New research suggests caffeine drinkers “may have difficulty accurately perceiving the influence of caffeine on sleep quality”

Coffee drinkers may want to think twice before having large doses of caffeine several hours before bed — if they want a good night’s sleep.

A new study suggests that certain doses of caffeine consumption can disrupt one’s sleep — even if you’ve had said caffeine 12 hours before going to bed.

Researchers, whose work was published in Sleep in October, looked into the effects of a “typical dose” and a “high dose” of caffeine consumed at different times of the day (“morning, afternoon, and evening”), and found that higher doses may indeed impact sleep, for as long as several hours before people call it a night.

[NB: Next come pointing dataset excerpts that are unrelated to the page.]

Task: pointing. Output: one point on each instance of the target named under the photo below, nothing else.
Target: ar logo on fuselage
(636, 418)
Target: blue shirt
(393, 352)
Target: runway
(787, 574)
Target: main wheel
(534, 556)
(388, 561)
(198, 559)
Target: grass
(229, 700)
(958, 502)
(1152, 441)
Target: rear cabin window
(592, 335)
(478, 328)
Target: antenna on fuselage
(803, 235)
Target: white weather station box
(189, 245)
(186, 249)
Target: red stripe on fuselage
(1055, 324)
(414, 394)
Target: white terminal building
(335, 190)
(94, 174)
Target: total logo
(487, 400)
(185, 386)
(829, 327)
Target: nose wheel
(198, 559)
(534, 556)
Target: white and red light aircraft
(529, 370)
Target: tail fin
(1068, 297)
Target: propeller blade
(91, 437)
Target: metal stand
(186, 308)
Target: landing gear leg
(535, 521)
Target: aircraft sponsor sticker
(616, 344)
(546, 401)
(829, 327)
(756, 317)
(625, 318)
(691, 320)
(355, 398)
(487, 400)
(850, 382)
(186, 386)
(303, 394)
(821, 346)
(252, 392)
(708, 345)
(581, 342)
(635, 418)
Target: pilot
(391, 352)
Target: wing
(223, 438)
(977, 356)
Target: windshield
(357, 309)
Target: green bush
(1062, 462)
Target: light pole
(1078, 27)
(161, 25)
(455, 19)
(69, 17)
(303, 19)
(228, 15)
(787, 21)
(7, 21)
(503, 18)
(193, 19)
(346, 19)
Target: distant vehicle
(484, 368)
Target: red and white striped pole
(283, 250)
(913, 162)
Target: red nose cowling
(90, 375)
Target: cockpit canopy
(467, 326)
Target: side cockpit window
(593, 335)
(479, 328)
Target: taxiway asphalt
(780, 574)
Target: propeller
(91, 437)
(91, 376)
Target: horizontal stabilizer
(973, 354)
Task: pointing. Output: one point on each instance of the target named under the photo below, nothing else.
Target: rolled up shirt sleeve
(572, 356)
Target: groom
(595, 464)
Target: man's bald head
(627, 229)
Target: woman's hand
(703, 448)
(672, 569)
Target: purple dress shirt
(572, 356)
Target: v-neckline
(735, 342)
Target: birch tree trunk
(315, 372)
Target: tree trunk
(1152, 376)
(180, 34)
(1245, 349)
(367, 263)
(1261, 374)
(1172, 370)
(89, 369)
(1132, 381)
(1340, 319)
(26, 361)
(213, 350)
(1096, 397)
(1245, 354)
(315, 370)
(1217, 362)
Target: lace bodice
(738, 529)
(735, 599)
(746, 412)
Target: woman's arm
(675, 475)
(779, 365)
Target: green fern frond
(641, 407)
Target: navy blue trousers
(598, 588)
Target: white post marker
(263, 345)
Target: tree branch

The study, which enlisted 23 men with a “moderate habitual caffeine intake” (under 300 mg) between the ages of 18 and 40, discovered that while a 100 mg dose of caffeine can be consumed up to four hours before bedtime, a 400 mg dose “may negatively impact sleep” when consumed within 12 hours before bedtime — “with the adverse influence on sleep increasing the closer consumption occurs to bedtime.”

This “discrepancy between objective and subjective sleep quality,” researchers found, suggests caffeine drinkers “may have difficulty accurately perceiving the influence of caffeine on sleep quality.”

“We were interested in this topic because there is limited evidence to guide clear recommendations on the dose and timing of caffeine consumption relative to sleep,” said study author Carissa Gardiner, postdoctoral researcher at the SPRINT Research Centre at the Australian Catholic University, according to PsyPost.

“With approximately 80% of the population consuming caffeine, it may contribute to the high rates of sleep insufficiency currently reported. Understanding how caffeine dose and timing of intake affect sleep can help develop practical guidelines to minimize the negative impact on sleep.”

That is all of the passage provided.